Todo eso lo recuerdo ahora, a muchos años de nostalgia del niño que fui y a muchos kilómetros de diáspora de la ciudad donde vivía aquella pirotecnia que yo consideraba mágica cada año en la noche de San Pedro. Lo recuerdo ahora, aquí, en Tossa de Mar donde tengo un pequeño refugio de paz, mientras acodado en la balaustrada de la estatua de Minerva, espero a que dé comienzo al pie de la muralla de la Vila Vella del pueblo y enmarcado en un paisaje encantador que refleja fiel el mar callado y plácido de la bahía bajo una luna en cuarto creciente espectral y en medio de una brisa fresca que pone algo de alivio a estos días y noches de bochorno estival.

Pronto sonará el primero de los chupinazos que anunciará la fiesta. Cuando suene el tercero, empezarán a brotar de la arena las primeras palmeras de luz que se enseñorearán del cielo y llenarán de columnas de luz las aguas de la Cala Grande. Mientras eso llega, una pantalla gigante plantada sobre la arena de la playa proyecta imágenes sobre la Tossa de ayer, la de hoy y del futuro enmarcadas por la evocadora música de Los carros de fuego y la mágica de Carmina Burana. Prefiero la Tossa de siempre, la que no cambia, la que vive en el desván de mi alma, la Tossa del verano, abierta y hospitalaria, musical y atrevida, la Tossa de la cerveza y el baile del Don Juan, la charla de la playa, el baño del mar... La Tossa de la primavera, redentora y sabia, la de la bicicleta por los caminos forestales aledaños a la riera y al estanque de los patos... La Tossa del otoño...
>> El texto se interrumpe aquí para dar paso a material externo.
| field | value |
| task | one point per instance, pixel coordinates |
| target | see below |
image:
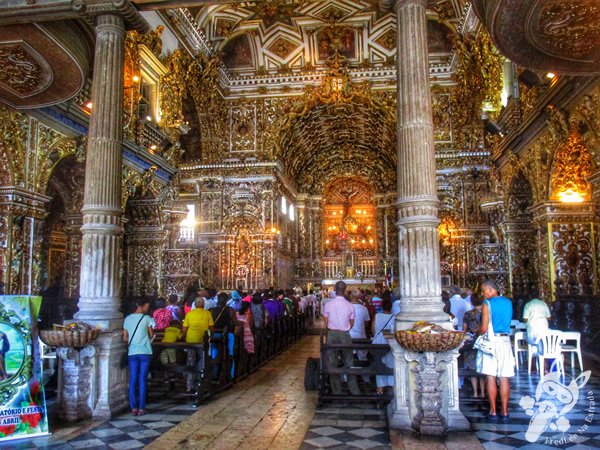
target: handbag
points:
(125, 356)
(485, 342)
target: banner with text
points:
(22, 403)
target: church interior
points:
(151, 145)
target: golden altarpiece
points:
(256, 159)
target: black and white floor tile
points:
(122, 432)
(339, 426)
(532, 402)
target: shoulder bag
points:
(125, 357)
(485, 342)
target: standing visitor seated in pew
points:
(224, 319)
(338, 316)
(384, 321)
(196, 323)
(173, 333)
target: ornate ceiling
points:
(337, 139)
(555, 35)
(265, 45)
(42, 64)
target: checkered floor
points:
(580, 426)
(339, 426)
(120, 433)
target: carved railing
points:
(335, 268)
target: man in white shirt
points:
(338, 315)
(536, 316)
(361, 315)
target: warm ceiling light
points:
(570, 196)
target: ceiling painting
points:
(340, 40)
(237, 53)
(298, 37)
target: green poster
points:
(22, 402)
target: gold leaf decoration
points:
(478, 78)
(572, 167)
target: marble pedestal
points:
(425, 392)
(112, 395)
(91, 382)
(76, 390)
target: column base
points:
(112, 385)
(103, 324)
(425, 392)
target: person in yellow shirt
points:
(197, 322)
(195, 325)
(173, 333)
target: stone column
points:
(102, 231)
(425, 391)
(419, 261)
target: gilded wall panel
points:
(572, 246)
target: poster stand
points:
(23, 412)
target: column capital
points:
(397, 4)
(92, 10)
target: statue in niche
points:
(349, 264)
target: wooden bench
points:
(372, 366)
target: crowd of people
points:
(482, 312)
(197, 314)
(248, 314)
(347, 314)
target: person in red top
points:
(162, 316)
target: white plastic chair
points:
(551, 349)
(574, 346)
(520, 346)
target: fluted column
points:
(100, 283)
(419, 261)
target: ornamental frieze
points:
(570, 28)
(24, 71)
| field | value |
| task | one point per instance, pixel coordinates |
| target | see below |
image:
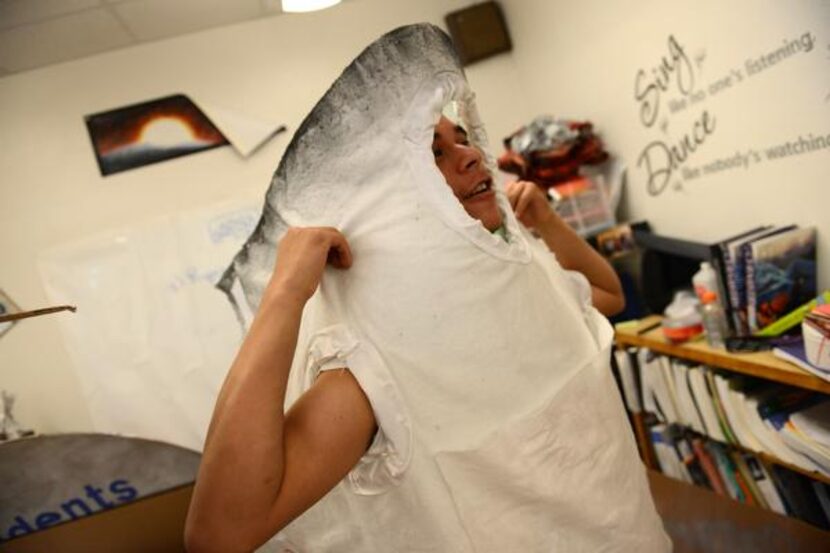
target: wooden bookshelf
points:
(762, 364)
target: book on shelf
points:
(719, 259)
(780, 275)
(796, 354)
(734, 281)
(763, 482)
(751, 413)
(742, 256)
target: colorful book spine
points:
(780, 275)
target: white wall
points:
(579, 60)
(52, 192)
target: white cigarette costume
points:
(500, 427)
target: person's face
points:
(464, 170)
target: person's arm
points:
(261, 467)
(573, 253)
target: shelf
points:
(763, 455)
(762, 364)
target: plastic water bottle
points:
(705, 282)
(714, 320)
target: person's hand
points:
(530, 204)
(301, 258)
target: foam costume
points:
(500, 427)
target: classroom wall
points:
(53, 194)
(576, 60)
(580, 60)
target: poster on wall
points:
(152, 338)
(150, 132)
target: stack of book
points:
(764, 274)
(711, 425)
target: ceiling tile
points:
(62, 39)
(23, 12)
(155, 19)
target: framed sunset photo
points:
(150, 132)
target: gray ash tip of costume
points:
(375, 88)
(373, 92)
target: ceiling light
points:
(298, 6)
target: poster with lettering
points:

La pantalla gigante se apaga y acto seguido lo hacen las tracciones de la feria del paseo. Es la señal. Suenan uno tras otros los petardazos que dan principio a los fuegos. Apenas duran quince minutos. Pero durante todo ese tiempo las miradas de quienes atestamos la arena de la playa y las balaustradas del paseo hasta la plaza de la estatua de Minerva sólo tienen un blanco, el oscuro palio del cielo. La sinfonía de estampidos, silbidos, truenos comienza y la luz de los fuegos brinca en el campo mágico del cielo en miles de formas y colores. Flores, guirnaldas, gusanos de luz, palmeras... deleitan los ojos, y entre luz y luz, estampido y silencio, suenan los aplausos. Las cámaras estallan en centenares de flashes mientras intentan en vano capturar toda la belleza de los fuegos artificiales. La magia acaba. Sólo otro San Pedro, otra noche como ésta, dentro de un año, podrá resucitarla.